Thanks. I will try this.

I'm trying to use the HAL libraries / Drivers as much as possible to avoid using ASM.

The only thing I was realizing is the response time is slow, so if an interrupt needs to toggle a pin, it looses 700nS or so.

I know other guys may suggest using the old STM libraries, but if I can use the STMCubeMX generated output sufficiently, (with some tweaks like you suggested), it beats re-inventing the wheel.

Regards

Chris1
Senior III
Posted on August 09, 2016 at 23:42

If the HAL Library for the device you are using has low-level files, you could use those.

 

For example, if you include stm32l4xx_ll_gpio.h in your project, you can call functions like LL_GPIO_SetOutputPin(), which should be essentially equivalent to directly writing to registers like GPIOA->BSRR.

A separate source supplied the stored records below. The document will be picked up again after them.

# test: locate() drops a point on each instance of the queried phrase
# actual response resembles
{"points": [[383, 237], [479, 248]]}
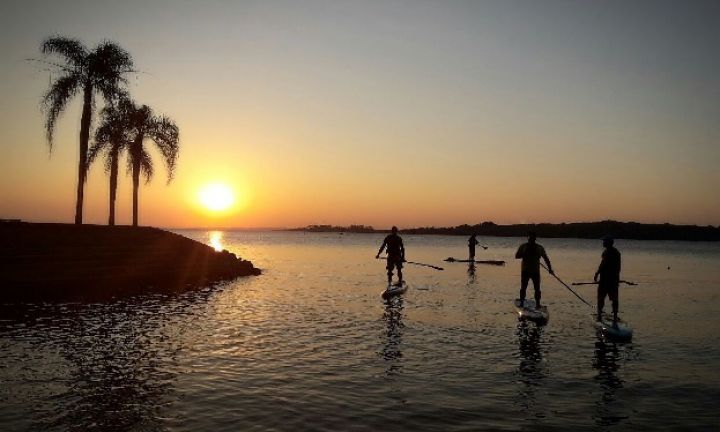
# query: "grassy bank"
{"points": [[49, 262]]}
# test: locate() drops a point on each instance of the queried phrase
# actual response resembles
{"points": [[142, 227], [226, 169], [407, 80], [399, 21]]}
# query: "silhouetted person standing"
{"points": [[609, 273], [396, 254], [530, 254], [472, 242]]}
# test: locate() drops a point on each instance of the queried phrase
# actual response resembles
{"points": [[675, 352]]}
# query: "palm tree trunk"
{"points": [[113, 183], [136, 182], [82, 159]]}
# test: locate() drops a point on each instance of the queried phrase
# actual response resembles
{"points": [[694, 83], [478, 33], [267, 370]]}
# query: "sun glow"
{"points": [[216, 240], [216, 197]]}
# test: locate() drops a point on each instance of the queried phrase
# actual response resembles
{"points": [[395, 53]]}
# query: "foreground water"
{"points": [[309, 345]]}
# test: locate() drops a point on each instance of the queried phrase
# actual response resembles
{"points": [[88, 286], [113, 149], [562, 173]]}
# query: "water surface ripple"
{"points": [[309, 345]]}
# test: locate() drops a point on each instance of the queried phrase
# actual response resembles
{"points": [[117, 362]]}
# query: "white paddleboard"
{"points": [[621, 332], [393, 290], [529, 312]]}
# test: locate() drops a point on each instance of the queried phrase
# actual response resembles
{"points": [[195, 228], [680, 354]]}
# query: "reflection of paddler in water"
{"points": [[530, 253], [609, 272], [531, 367], [396, 254], [392, 337], [472, 242], [606, 362]]}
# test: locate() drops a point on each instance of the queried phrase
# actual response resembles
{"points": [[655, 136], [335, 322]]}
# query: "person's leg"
{"points": [[389, 268], [524, 278], [536, 285], [615, 303]]}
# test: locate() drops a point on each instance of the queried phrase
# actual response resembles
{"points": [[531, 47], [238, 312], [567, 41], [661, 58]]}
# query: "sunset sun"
{"points": [[216, 197]]}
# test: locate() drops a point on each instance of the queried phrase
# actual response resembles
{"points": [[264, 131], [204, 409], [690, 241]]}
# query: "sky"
{"points": [[408, 113]]}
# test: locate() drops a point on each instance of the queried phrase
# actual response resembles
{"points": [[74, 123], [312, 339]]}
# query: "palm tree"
{"points": [[144, 125], [112, 138], [101, 71]]}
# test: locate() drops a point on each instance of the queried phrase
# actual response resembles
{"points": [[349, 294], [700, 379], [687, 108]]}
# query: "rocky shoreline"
{"points": [[64, 262]]}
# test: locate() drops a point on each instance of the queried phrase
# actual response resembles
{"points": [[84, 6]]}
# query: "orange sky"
{"points": [[387, 113]]}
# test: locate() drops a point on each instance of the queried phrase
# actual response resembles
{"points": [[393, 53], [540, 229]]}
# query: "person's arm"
{"points": [[381, 248], [547, 262], [600, 267]]}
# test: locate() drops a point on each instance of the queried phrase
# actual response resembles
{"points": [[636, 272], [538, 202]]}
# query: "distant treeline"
{"points": [[332, 228], [589, 230]]}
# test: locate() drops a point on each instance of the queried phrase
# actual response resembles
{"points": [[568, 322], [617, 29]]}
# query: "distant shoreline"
{"points": [[580, 230]]}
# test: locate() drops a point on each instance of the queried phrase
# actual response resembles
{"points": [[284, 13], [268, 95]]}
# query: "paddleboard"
{"points": [[529, 312], [621, 332], [491, 262], [394, 290]]}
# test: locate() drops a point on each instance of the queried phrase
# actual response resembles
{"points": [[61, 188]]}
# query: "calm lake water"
{"points": [[309, 345]]}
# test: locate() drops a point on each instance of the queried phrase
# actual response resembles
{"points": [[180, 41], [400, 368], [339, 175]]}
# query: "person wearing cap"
{"points": [[609, 273], [395, 254], [472, 242], [530, 253]]}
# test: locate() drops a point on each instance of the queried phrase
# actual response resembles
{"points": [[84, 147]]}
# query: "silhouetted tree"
{"points": [[144, 125], [101, 70], [112, 138]]}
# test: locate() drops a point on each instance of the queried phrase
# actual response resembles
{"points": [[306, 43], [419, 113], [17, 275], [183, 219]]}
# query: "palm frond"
{"points": [[56, 99], [166, 135], [108, 66], [72, 50]]}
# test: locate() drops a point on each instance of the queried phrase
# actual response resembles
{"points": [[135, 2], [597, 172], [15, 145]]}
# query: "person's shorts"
{"points": [[526, 276], [394, 262], [608, 289]]}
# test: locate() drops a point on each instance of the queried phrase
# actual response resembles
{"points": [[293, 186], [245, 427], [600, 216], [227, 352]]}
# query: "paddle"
{"points": [[566, 286], [420, 264], [595, 283]]}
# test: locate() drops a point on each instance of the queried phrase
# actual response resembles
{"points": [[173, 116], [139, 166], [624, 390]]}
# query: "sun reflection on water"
{"points": [[216, 240]]}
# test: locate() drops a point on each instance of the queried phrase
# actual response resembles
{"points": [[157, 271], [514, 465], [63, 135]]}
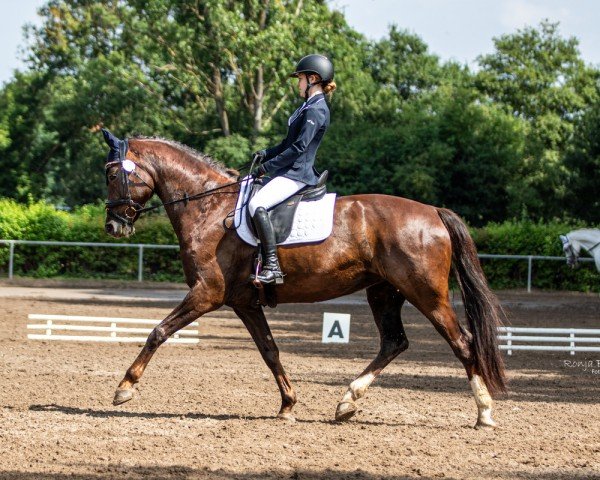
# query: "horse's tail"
{"points": [[483, 311]]}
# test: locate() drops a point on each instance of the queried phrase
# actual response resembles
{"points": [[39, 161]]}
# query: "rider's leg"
{"points": [[274, 192]]}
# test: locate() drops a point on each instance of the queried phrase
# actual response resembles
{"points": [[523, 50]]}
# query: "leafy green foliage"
{"points": [[518, 138], [39, 221], [530, 238]]}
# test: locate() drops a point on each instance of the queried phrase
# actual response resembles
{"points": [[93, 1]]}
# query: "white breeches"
{"points": [[274, 192]]}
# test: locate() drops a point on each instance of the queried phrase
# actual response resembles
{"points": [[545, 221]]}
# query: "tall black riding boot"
{"points": [[271, 271]]}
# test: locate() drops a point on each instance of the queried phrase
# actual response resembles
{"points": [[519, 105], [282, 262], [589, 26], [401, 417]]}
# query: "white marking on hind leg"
{"points": [[483, 401], [358, 387]]}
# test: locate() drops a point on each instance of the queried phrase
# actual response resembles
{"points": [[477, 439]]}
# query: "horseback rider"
{"points": [[290, 164]]}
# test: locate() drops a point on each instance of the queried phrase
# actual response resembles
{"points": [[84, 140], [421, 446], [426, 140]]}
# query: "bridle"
{"points": [[135, 209], [126, 168]]}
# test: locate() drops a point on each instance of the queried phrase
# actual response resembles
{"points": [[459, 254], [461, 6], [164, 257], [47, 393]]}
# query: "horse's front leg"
{"points": [[186, 312], [256, 323]]}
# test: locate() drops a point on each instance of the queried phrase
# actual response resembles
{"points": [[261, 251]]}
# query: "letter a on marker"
{"points": [[336, 329]]}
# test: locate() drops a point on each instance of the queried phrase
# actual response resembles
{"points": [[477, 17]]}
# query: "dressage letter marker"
{"points": [[336, 327]]}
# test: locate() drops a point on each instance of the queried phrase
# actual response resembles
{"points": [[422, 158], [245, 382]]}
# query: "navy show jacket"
{"points": [[294, 158]]}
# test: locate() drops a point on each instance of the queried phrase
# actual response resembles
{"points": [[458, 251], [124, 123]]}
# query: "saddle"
{"points": [[282, 215]]}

LL_GPIO_SetOutputPin() code from stm32l4xx_ll_gpio.h:

__STATIC_INLINE void LL_GPIO_SetOutputPin(GPIO_TypeDef *GPIOx, uint32_t PinMask)

{

  WRITE_REG(GPIOx->BSRR, PinMask);

}

Posted on August 09, 2016 at 23:47

You don't specify a specific STM32 or Cortex-Mx core, but  you're going to burn ~12 cycles every time you enter and exit interrupt context. So you are generally going to want to avoid MHz, or >100's KHz interrupt frequencies. Where possible you'd want to decimate the load as much as possible, ie use DMA to do 10 or 100 operations between the need to poke the hardware directly with an interrupt service.